As part of Sonarama’s celebration of “the year of japan,” Toshio Iwai had been invited to make a performance of the Nintendo musical game electroplankton and of the sound + light musical instrument Tenori-On.
I don’t need much to be convinced that the man is a genius. He could come on the stage and do absolutely nothing else that dance the flamenco and i would still clap my hands enthousiastically. People with more common sense than me were nevertheless mesmerized by his show. And i’ve got good news for you if you were not in Barcelona. Toshio Iwai will make another performance in Manchester as part of the Futuresonic festival at Academy 2, on Friday 21st July. I won’t miss that, can’t think of a better way to celebrate Belgium’s National Day ;-)

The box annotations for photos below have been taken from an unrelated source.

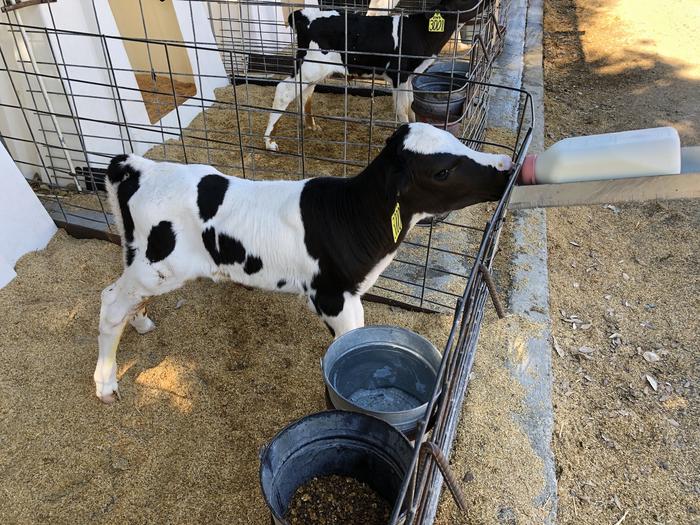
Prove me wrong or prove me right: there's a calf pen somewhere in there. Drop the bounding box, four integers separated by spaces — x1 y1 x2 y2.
0 0 532 523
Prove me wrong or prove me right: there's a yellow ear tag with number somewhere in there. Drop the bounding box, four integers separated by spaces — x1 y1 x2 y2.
428 11 445 33
391 202 403 242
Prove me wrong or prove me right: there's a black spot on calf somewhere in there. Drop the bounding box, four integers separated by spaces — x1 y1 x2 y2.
219 233 249 266
202 227 247 271
146 221 175 263
243 255 262 275
197 175 228 222
126 246 136 266
314 293 345 317
323 321 335 337
202 227 221 266
107 155 131 184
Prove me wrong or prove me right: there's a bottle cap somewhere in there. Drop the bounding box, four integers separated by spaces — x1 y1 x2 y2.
518 155 537 185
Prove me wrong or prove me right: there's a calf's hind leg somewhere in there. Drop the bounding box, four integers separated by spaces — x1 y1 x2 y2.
93 275 146 403
93 263 185 403
129 304 156 335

The point wasn’t to make wonderful music that you could listen to with your eyes closed but to show the possibilities of the instruments he developed. There were three of them on stage:
Iwai, Yu Nishibori, in charge of the Tenori-on project at YAMAHA were both playing Tenori-on and electroplankton, and Naoaki Kojima was playing Sound-Lens.
Sound-Lens, created by Iwai in 2001, is a mobile type art piece which converts light into sound. First realised as an installation piece, Sound-Lens was used at Sonar as a musical instrument. For the installation version, the participant is given a SOUND-LENS receiver and headset. They can then walk around the exhibit in search of light sources which are fixed on the walls and ceilings. When the receiver lens is held up against the lights, sounds which are hidden in the lights can be heard through the headset. Furthermore, each participant can enjoy the transformation of sounds interactively by moving the SOUND-LENS receiver around, adjusting its distance or angle in relation to the light sources.
For the Sonarama performance, 25 blue-green LEDs were place in a matrix on a stand in the center of the stage. LED’s lights are designed to play a musical scale, so Naoaki Kojima was playing Sound-Lens like a musical instrument by moving the lens vertically or horizontally.